Um basta! que obrigou o mundo inteiro a parar para reflectir.
2020 foi o ano em que a humanidade adoeceu, morreu e a natureza ganhou saúde, renasceu.
Foi também o ano da perplexidade humana, um ano interessante do ponto de vista sociológico e psicológico, em que o ser humano deixou cair a máscara, apesar de ter de usar uma diariamente, revelando a sua humanidade ou a falta dela nestes tempos difíceis. As certezas que tantos tinham ruíram, desfazendo-se em pó. As certezas de quem eram, seguiram o mesmo caminho.
Fala-se muito do regresso à normalidade, mas não sei de que normalidade se fala, que conceito será esse. Talvez todos queiram regressar à mesma normalidade que consideravam normal e que, afinal, talvez não o fosse.
Se vai ficar tudo bem?
Importa é ficarmos bem, porque a saúde continua a ser um dos bens mais preciosos.
Em 2020 ficará na minha memória uma imagem que nunca esquecerei: todas as manhãs em que conduzi para o trabalho, em estradas completamente desertas, sem avistar uma alma humana, debaixo de um silêncio ensurdecedor e apocalíptico.
Nessas manhãs, apesar de sentir que o mundo estava a acabar, nunca vi o céu tão bonito, nunca respirei um ar tão puro, nunca tinha sentido o silêncio assim.
Foram estes momentos cataclísmicos que me marcaram com a sua dualidade de grande beleza em plena destruição.

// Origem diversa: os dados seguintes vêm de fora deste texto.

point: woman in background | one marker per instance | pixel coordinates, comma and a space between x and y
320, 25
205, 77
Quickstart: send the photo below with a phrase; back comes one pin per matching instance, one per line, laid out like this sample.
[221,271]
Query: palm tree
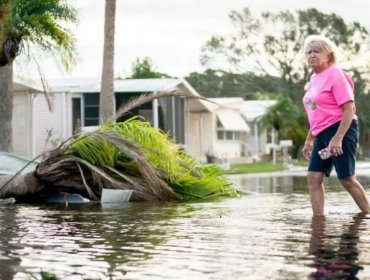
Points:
[106,109]
[23,24]
[127,155]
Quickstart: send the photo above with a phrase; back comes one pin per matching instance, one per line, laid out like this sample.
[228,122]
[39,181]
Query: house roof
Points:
[89,85]
[212,104]
[254,109]
[232,120]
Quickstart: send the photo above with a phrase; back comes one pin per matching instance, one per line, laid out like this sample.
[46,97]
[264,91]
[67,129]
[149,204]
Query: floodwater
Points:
[268,234]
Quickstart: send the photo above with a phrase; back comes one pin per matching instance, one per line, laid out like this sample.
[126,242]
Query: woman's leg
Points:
[356,190]
[315,182]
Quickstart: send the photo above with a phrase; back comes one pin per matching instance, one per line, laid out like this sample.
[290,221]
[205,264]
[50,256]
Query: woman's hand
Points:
[307,150]
[335,146]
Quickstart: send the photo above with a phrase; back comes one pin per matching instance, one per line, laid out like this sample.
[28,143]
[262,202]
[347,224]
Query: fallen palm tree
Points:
[129,155]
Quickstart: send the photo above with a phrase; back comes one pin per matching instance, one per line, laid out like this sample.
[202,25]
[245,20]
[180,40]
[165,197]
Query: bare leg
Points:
[356,190]
[316,187]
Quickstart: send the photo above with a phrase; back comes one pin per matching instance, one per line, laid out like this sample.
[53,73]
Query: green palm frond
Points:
[39,22]
[134,155]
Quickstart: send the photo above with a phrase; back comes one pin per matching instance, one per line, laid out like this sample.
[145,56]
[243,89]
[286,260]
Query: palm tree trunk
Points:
[106,110]
[6,107]
[19,186]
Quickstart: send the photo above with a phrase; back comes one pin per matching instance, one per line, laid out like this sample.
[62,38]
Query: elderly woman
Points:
[333,134]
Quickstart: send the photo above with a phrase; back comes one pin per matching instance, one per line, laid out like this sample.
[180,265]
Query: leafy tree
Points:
[144,69]
[288,119]
[23,24]
[106,98]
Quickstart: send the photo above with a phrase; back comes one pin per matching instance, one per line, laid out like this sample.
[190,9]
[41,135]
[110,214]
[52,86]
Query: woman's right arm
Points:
[308,145]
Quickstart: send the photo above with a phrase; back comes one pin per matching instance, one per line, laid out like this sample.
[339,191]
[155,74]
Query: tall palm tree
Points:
[23,24]
[106,109]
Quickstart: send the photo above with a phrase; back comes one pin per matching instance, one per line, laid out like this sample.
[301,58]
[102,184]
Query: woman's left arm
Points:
[335,145]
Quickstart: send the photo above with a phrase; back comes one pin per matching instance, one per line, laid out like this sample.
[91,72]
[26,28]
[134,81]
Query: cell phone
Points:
[325,153]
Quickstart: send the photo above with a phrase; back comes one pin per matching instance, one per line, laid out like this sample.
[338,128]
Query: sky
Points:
[170,32]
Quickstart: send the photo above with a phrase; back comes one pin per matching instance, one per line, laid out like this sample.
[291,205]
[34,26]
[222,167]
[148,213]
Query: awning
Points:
[232,120]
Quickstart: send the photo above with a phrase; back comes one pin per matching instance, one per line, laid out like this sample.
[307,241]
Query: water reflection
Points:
[335,257]
[81,240]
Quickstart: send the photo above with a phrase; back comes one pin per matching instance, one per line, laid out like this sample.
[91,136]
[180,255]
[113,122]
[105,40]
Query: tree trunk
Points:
[6,107]
[20,186]
[106,109]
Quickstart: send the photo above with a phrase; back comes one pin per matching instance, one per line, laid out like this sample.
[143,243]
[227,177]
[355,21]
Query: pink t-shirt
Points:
[326,92]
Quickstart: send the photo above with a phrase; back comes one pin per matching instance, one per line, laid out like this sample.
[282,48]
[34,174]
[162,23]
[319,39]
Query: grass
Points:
[254,168]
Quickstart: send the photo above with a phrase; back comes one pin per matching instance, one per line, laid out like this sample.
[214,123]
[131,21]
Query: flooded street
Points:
[268,234]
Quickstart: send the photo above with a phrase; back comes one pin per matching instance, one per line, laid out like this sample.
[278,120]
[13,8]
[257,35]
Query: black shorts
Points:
[345,163]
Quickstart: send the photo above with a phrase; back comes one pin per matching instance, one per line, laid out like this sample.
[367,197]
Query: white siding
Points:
[22,125]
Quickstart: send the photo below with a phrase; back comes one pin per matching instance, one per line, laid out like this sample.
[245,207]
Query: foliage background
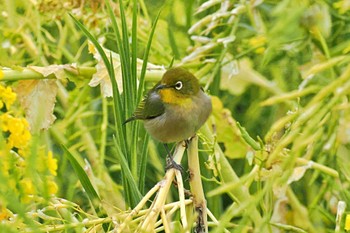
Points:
[279,68]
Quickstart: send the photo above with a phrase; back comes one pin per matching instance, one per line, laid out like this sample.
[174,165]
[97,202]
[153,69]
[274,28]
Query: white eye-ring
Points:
[178,85]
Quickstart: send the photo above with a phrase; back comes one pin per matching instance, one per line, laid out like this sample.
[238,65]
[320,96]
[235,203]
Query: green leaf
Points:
[84,179]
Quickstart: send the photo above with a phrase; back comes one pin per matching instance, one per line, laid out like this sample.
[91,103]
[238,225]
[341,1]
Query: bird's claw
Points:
[170,163]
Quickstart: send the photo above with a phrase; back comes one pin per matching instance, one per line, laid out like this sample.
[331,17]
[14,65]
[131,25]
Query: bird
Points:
[174,109]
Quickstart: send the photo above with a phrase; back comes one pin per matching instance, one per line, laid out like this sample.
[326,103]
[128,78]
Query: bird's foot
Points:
[170,163]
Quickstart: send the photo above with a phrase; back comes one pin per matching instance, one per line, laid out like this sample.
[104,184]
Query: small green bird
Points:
[174,109]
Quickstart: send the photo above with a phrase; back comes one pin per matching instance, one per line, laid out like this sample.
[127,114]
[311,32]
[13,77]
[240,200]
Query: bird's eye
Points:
[178,85]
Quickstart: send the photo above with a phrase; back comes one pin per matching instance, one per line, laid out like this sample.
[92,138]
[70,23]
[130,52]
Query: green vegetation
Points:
[273,157]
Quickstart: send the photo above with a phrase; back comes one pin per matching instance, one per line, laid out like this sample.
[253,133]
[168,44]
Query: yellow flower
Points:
[343,6]
[7,96]
[52,164]
[52,187]
[4,213]
[258,42]
[27,186]
[19,131]
[347,222]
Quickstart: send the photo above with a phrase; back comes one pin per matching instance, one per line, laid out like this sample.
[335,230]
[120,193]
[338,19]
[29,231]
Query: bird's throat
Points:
[169,96]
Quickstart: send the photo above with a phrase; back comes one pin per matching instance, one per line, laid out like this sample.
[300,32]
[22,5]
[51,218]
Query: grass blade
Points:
[83,178]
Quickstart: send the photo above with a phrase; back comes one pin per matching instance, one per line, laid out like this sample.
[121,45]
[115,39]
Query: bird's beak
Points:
[161,86]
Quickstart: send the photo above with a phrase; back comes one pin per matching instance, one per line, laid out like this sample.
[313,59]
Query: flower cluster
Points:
[27,174]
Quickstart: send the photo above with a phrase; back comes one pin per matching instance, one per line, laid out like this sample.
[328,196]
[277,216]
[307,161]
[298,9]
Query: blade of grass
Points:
[83,178]
[134,196]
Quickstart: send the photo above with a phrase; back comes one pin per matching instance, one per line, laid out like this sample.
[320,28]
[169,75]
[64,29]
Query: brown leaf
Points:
[57,70]
[38,98]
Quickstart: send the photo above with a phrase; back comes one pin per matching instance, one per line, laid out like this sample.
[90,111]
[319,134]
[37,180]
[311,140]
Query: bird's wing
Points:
[150,107]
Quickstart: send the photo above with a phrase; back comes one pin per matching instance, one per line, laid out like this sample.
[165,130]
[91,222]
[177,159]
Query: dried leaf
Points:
[298,173]
[237,76]
[57,70]
[38,98]
[227,132]
[101,76]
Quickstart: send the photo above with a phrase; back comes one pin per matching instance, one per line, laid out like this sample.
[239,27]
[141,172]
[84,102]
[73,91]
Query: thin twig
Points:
[199,201]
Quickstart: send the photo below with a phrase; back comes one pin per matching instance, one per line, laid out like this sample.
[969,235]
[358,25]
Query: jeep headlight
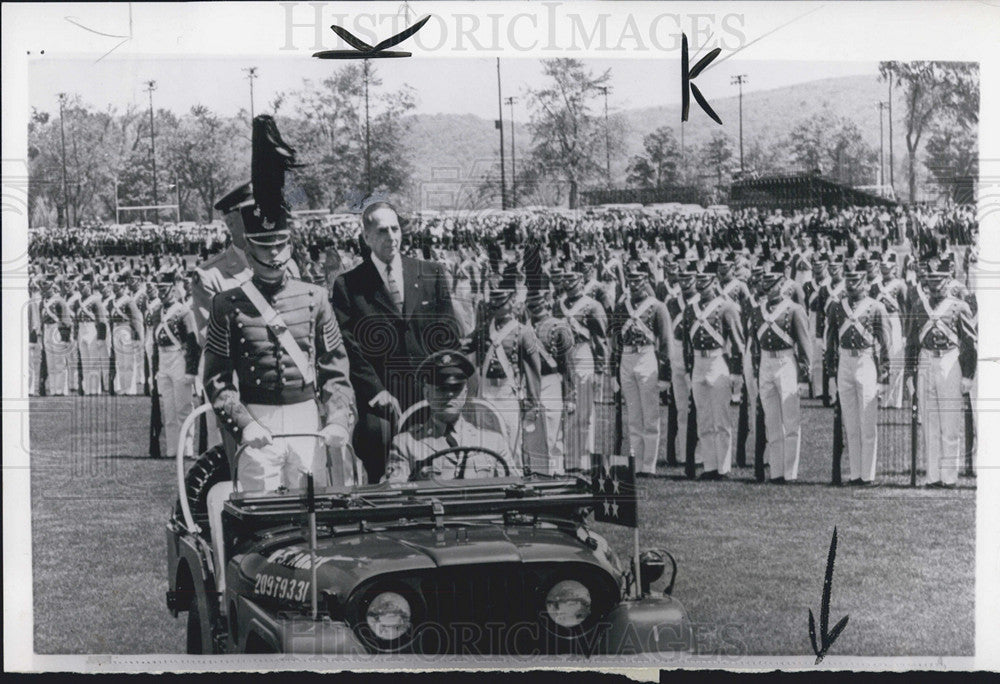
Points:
[389,616]
[568,603]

Metas de leitura com base no número de livros lidos não é e nunca será o meu objectivo. Na leitura não gosto de quantificar, mas de qualificar, porque leio, acima de tudo, pessoas e não meros objectos.
E é delas que é feito o meu balanço livresco de 2020, pessoas que escreveram histórias e poemas, pessoas com quem passei os meus dias.
Com elas vivi, passeei, acordei, adormeci. Com elas os dias de 2020 tornaram-se mais bonitos, apesar de tudo o que ia acontecendo no mundo.
Das arestas exactas dos versos da poesia russa às florestas ondulantes de Sophia, do sol aconchegante de Cecília à paixão exacerbada de Mário de Andrade, dos muitos amores de Vinicius à sentimentalidade de Manuel Bandeira.
Em 2020 decidi trazer mais calor e ritmo brasileiros às minhas leituras, porque o que li em 2020 não foi uma coincidência, mas um meio de sobrevivência aos tempos que vivemos. A literatura brasileira trouxe o sol, o espaço e a alegria que faltaram aos nossos dias.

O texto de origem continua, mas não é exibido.